Inside macOS Mojave, the upcoming update to Apple’s desktop and laptop operating system, lives a fresh take on the Mac App Store, that nearly-forgotten portal for desktop apps. Apple wants developers and users to enjoy their experience, which prompted the redesign, but there’s a lot more under the hood.
The design will be familiar to those in the Apple ecosystem. It’s akin to the iOS App Store, with proper app landing pages and video previews for apps. Developers can also use an in-app API to elicit reviews and ratings, just like on iOS.
The Mac App Store differentiates itself by including a sidebar for topics better suited to the desktop. Whereas the iOS App Store has ‘apps’ and ‘games,’ the Mac App Store will have four distinct categories: ‘create,’ ‘work,’ ‘play,’ and ‘develop.’ This speaks to Apple’s insistence that the new-look Mac App Store is also powerful, and a proper method for professionals to discover new apps, tools, and services.

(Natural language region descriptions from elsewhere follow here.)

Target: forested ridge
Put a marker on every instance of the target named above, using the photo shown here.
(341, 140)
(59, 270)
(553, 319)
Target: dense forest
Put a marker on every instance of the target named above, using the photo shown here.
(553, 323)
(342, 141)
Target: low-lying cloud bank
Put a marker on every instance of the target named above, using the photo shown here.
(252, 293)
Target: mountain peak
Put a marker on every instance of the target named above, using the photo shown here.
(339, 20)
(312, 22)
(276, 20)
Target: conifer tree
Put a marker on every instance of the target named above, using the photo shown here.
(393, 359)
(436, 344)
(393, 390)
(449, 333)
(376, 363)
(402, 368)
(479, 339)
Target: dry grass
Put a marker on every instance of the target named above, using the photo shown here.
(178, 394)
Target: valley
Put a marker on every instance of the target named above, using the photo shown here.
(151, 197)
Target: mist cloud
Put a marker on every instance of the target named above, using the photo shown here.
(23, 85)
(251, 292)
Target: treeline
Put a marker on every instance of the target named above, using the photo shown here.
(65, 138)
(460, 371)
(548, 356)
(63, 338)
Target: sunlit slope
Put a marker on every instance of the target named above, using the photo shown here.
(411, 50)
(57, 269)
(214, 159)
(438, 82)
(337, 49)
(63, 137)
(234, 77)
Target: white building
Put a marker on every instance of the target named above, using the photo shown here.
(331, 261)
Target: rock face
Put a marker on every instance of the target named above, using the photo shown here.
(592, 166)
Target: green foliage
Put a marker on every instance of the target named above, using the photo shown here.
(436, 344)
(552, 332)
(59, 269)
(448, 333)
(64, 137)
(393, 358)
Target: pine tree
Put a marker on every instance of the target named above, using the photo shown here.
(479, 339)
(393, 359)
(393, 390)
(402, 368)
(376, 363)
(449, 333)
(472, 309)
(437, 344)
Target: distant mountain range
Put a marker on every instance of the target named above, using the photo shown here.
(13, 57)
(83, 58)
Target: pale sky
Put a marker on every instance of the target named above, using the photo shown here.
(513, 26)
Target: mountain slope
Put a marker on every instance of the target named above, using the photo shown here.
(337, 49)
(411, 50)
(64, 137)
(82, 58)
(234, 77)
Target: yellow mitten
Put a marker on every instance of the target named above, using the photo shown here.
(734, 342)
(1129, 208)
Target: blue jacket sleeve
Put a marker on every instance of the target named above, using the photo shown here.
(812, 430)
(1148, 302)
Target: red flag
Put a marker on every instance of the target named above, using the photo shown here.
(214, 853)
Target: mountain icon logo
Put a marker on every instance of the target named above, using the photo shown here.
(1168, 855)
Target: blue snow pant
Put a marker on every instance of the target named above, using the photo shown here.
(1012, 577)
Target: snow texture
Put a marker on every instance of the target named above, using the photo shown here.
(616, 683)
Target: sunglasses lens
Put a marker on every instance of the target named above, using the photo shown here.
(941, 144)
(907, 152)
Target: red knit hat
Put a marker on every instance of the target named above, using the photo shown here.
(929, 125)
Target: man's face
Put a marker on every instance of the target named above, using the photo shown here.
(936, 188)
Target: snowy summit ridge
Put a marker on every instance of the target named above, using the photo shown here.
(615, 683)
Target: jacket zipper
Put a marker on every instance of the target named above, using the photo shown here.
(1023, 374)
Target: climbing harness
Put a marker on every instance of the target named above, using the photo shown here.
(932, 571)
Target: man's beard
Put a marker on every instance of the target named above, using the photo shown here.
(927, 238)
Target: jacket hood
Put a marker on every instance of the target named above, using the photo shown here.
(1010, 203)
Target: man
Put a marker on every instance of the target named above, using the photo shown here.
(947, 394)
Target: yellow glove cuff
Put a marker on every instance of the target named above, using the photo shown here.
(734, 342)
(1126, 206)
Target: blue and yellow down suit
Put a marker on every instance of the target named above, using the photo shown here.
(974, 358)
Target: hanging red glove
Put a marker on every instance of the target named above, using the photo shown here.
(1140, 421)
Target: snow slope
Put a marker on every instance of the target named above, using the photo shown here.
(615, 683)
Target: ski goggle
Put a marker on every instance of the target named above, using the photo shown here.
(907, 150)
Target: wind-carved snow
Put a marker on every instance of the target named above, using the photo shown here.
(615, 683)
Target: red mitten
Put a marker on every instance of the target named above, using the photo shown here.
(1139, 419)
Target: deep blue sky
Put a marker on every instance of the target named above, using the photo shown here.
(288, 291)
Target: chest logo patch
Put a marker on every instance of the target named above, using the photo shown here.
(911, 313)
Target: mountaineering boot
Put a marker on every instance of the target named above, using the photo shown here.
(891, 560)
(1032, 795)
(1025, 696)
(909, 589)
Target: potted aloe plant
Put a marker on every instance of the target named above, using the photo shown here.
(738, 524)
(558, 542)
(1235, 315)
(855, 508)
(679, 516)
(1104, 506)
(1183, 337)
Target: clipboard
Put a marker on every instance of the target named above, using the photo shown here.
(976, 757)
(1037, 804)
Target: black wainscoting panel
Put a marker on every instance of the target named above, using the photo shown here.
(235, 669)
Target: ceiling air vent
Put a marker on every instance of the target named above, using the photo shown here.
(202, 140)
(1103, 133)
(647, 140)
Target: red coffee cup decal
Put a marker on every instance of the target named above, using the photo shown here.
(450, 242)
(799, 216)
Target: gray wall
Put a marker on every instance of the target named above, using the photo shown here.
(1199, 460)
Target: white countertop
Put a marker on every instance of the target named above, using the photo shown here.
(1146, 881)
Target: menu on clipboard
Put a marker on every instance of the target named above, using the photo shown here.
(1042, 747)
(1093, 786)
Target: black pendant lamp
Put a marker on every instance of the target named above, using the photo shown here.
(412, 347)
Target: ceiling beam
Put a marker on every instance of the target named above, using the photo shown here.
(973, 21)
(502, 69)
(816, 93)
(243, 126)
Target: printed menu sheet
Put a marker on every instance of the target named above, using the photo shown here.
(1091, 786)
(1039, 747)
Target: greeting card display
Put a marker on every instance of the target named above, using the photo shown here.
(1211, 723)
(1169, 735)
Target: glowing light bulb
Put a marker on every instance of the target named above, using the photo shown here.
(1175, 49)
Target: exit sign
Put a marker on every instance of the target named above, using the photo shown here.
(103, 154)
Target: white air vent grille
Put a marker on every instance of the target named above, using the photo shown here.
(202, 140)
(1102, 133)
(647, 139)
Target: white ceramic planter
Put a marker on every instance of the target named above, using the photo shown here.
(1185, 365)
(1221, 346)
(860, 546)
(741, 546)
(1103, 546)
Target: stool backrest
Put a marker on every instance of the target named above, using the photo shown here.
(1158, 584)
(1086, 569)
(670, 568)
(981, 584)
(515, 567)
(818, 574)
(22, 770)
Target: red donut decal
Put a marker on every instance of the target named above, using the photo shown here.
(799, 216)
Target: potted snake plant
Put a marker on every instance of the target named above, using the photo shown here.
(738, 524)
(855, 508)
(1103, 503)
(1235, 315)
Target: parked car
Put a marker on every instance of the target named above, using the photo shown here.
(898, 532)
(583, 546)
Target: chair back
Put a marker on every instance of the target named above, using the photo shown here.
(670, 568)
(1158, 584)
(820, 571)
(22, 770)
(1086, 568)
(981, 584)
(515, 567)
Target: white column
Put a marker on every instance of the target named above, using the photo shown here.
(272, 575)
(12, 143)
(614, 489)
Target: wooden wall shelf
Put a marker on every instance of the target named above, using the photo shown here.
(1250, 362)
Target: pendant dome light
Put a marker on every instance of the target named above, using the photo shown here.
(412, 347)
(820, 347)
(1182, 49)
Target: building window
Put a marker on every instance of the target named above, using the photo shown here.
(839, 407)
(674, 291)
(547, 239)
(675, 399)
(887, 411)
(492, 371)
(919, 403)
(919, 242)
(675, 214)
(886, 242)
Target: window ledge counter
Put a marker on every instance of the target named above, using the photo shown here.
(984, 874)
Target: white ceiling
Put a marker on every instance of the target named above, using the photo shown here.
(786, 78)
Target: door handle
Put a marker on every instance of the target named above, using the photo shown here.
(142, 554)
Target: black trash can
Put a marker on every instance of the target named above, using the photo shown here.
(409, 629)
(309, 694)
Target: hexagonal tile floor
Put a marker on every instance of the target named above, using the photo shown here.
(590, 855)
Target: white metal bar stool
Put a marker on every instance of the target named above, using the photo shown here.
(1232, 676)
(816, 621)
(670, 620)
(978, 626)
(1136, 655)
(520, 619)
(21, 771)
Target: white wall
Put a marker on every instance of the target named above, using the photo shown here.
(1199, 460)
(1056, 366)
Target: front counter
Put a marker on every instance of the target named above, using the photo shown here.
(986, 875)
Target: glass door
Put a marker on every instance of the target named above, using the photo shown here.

To make its point, Apple will launch the new Mac App Store with four unique partners. Microsoft will bring the Office 365 suite, Adobe’s Lightroom CC is on the way, and BBEdit from Bare Bones Software is also arriving this Fall. Panic’s Transmit will make a return to the Mac App Store.
When iOS 12 and macOS Mojave land this Fall, developers will be able to offer free trials for apps, so long as this is clearly communicated to the customer. There’s also tooling to offer tiered pricing for subscriptions (where the first year may cost $1, and subsequent annual pricing might be $5, for example).
On macOS, more pricing flexibility is critical. Both BBEdit and Transmit were doing fine away from the Mac App Store, and many other apps do well without ever appearing on the Mac App Store. In a blog post, iA noted that its Writer app was being punished by the Mac App Store for being popular, which seems like an algorithmic oddity meant to repudiate the Mac App Store from all the ‘zombie’ apps it’s trying to ditch.
In a survey from MacPaw, macOS developers by and large saw the Mac App Store as something to avoid. Even those selling via the Mac App Store without hedging bets outside of it said they “wouldn’t recommend it unless they kind of hate” the person they were referring to it.
Sandboxing has been a huge hurdle. Apple has long asked that apps distributed in the Mac App Store simply play in their own realm; apps downloaded from the web had to be signed by an Apple developer, lest users get scary pop-ups telling them Apple had no idea who the downloaded app was from.
Jason Snell at Six Colors says this practice is easing. From his post:
Apps are able to ask for permission to creep out of the restrictive “sandbox” and access files more broadly across your Mac’s hard drive. The severe restrictions of the Mac App Store’s security policies were one of the reasons most frequently cited by developers who decided to bail out on the store and just go back to selling apps directly.
For those apps living outside the Mac App Store, Snell writes they can now be “notarized” by being uploaded to an Apple server, which scans them for known malware. This isn’t a review; it’s a half-step for security, and possibly a way for Apple to reach out to more developers and encourage them to make their apps available via the Mac App Store.
Taken in context, what we’re seeing is Apple extending the leash for Mac App Store apps while trying to corral those outside the Mac App Store, broadening its reach and scope. The approach seems to be more apps Apple has qualified as ‘good’ rather than just grabbing for anything that will pass review.
The moves won’t please everyone, but they rarely do. We should keep in mind that Apple’s extended macOS universe will soon open a portal to the iOS sphere, and developers will have the ability to make their apps available to both platforms. The rules have to make sense for both ecosystems.